En 1999, Marie-Claude Beaud, conservatrice du Mudam, le musée d’Art moderne du Grand-Duc Jean à Luxembourg, lui demande de suivre le chantier du bâtiment dessiné par Ieoh Ming Pei pour accueillir cet élément majeur de la politique culturelle du grand-duché. La mission se déroule sur dix ans. « Ça a été un moment important dans ma relation à l’architecture, car je me suis confronté réellement au travail d’un architecte connu et reconnu. Les images devaient être exposées, mais servir aussi d’archives au musée, de support de communication ou être intégrées dans des publications. Ce n’était pas un travail centré sur l’homme dans le sens des acteurs du chantier, il ne s’agissait pas de montrer le coulage du béton ou le montage d’un échafaudage. C’était en fait un travail portant davantage sur les formes qui parfois se révélaient – un escalier qui apparaissait soudain derrière, pour se masquer à nouveau. Selon les phases du chantier, le bâtiment disparaissait sous des échafaudages, des bâches, sous une espèce de chaos. Il fallait profiter des moments d’ouverture durant lesquels les choses redevenaient visibles, avant qu’elles ne se renferment », explique le photographe.
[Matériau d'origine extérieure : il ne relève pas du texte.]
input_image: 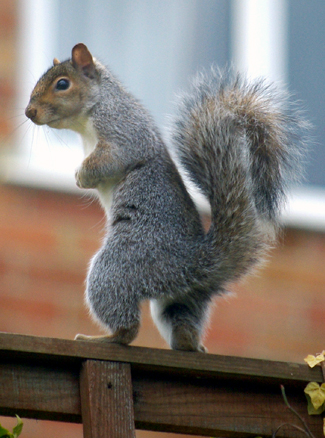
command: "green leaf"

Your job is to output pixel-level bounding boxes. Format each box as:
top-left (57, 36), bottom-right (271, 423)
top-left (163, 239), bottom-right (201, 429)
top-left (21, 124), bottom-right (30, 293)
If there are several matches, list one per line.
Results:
top-left (0, 423), bottom-right (12, 438)
top-left (12, 416), bottom-right (23, 438)
top-left (0, 416), bottom-right (23, 438)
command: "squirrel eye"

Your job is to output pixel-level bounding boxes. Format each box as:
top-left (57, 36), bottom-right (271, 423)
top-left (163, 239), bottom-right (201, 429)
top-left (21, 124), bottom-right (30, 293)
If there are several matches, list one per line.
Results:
top-left (55, 78), bottom-right (70, 91)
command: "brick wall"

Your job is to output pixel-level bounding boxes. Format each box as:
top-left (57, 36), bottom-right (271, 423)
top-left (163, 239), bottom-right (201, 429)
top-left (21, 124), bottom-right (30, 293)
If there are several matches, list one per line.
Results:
top-left (0, 183), bottom-right (324, 438)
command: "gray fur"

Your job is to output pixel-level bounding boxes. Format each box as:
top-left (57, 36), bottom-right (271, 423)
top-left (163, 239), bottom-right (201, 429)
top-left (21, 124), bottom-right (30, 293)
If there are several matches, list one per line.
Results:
top-left (85, 66), bottom-right (307, 351)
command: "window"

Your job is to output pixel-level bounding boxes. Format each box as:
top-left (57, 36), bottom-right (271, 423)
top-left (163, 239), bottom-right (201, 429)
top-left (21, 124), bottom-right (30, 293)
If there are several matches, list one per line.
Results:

DE MULTIPLES « RÉSIDENCES »
En 1999, François Pinault annonce la création d’une Fondation Pinault à Boulogne-Billancourt. Commissionné par lui-même, Pierre-Olivier Deschamps réalise une série d’images dans l’île Seguin, en préalable à ce qu’il espère être le début d’un travail de suivi plus large, comparable à celui du Mudam. « J’ai essayé d’avoir une grille d’analyse particulière de ce lieu abandonné après soixante-dix ans d’activité, l’usine était un peu un millefeuille qui ne laissait plus transparaître grand-chose de ce qu’avait été l’automobile. Un des critères de ma grille d’analyse était d’éviter de tomber dans l’abstraction ; dans ce genre de lieu, on peut très vite décliner à l’infini la tache de peinture, l’abstraction de l’écaille, du reflet, etc. J’ai systématiquement tenu à ce que, dans ces images, le lieu soit tout de suite lisible, que l’on comprenne le sol, la perspective, que l’on ait d’entrée de jeu une image naturelle qui donne aussi un aspect documentaire. »
On connaît la suite : le retrait de Pinault fera des images de Seguin la première pierre photographique d’un édifice jamais bâti. Des projets éditoriaux, dont les travaux d’illustration pour l’ouvrage Architectures, version imprimée de la série documentaire réalisée par Richard Copans et Stan Neumann pour Arte, donneront à Pierre-Olivier Deschamps l’occasion d’autres incursions dans le monde de l’architecture. Mais c’est par un travail plus proche du reportage qu’il aborde de biais le thème de l’habiter dans ce qu’il a de plus tragique. La série baptisée de façon provocante Résidence s’attache à décrire ou à révéler la présence des SDF à travers les traces d’occupation qu’ils laissent dans l’espace public. Une série loin du spectaculaire, où le spectateur doit chercher les signes de la présence des sans-abri dans des images d’apparence banale. « Un travail que je considère comme très violent. On peut exposer votre visage, mais personne n’est habitué à ce que l’on photographie sa chambre, son lit… L’endroit où l’on dort, c’est la plus importante des sphères de l’intime, et il y a une violence dans le fait que 10 000 ou 30 000 personnes dans la rue à Paris ont leur résidence exposée aux yeux de tous. » Bien que récompensée par le prestigieux World Press, la série n’a été pour l’instant publiée par aucun magazine.